Three trends for companies in Sri Lanka to monitor

Sri Lanka’s economy has displayed remarkably consistent economic performance since 2014. Although a small country, Sri Lanka’s gross domestic product (GDP) per capita is notably higher than some of the larger ASEAN economies, including Indonesia, the Philippines, and Vietnam. Within South Asia, its GDP per capita has also outperformed that of Bangladesh, India, and Pakistan.

Going forward, the new government is expected to restructure the economy by boosting growth through increased government spending on infrastructure and by attracting more foreign direct investment. While Sri Lanka offers many opportunities for multinationals especially in the services and industrial sectors, it is not without its challenges. Weak public finances remain a cause of concern as the country copes with soaring government debt and a persistent fiscal deficit, which can lead to dampened investor sentiment. Apart from its high debt situation, there are three other emerging trends that companies doing business in Sri Lanka should pay close attention to:

  1. Higher electricity tariffs will prevail in the future: Electricity tariffs in Sri Lanka are some of the highest in South Asia. Increasing power sector debts and recovering fuel costs are expected to drive electricity tariffs even higher. As such, a majority of the manufacturing businesses are likely to see lower profitability as their cost of production increases. Multinationals should prepare for electricity tariff hikes and plan for allowances to accommodate higher operating costs. Sri Lanka tax rates
  2. Vague tax policies will slow investment activity: Tax rate uncertainty in Sri Lanka is likely to weigh on companies and investment as ad hoc tax policies create uncertainty in the business environment.

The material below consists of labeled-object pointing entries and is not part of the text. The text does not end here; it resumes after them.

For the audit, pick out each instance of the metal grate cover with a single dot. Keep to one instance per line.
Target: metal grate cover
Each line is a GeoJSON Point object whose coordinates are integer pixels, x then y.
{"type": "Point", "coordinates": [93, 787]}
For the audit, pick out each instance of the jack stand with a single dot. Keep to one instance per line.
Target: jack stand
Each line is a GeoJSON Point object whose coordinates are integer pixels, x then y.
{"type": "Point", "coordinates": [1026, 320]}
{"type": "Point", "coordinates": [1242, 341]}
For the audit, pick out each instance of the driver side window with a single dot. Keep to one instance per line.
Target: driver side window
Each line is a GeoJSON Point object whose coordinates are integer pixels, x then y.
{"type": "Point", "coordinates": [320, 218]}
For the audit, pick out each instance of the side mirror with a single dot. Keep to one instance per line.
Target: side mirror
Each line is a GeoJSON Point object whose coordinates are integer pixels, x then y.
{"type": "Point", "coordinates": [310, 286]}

An example of this was the change in value added tax rates in Sri Lanka, which had been in limbo while awaiting parliamentary approval for a tax hike last year. As a result, companies faced differing tax rates throughout the year (see chart above). Multinationals should analyze the impact of varying tax rates on demand for their products and revisit their pricing strategies as we expect similar unpredictability in tax rates going forward.
  3. Brexit will have a negative impact on Sri Lanka’s economy: Sri Lanka’s prime minister, Ranil Wickremesinghe, took to social media before the Brexit vote and expressed his concerns about the probable impact of a UK exit from the European Union (EU). The UK’s withdrawal from the EU will have a substantial bearing on Sri Lanka’s economy because of the significant trade and investment links between the two economies. Sri Lanka’s exports to the EU and the UK account for 30% and 10%, respectively, of the country’s overall export volume. Hence, developments in the EU are likely to weigh on the Sri Lankan economy. While a post-Brexit trade deal could take longer than the expected two years to finalize, it is still crucial for companies in Sri Lanka to evaluate their exposure to the UK. In the longer-term, companies in Sri Lanka importing from the UK should anticipate changes to their cost structure as trade agreements are renegotiated.

Overall, while many multinationals see long-term potential in Sri Lanka, the above three trends are likely to impact business operations for companies in the country. Multinationals should re-assess their long-term plans to ensure that they are in a robust position to respond to changes in the business environment.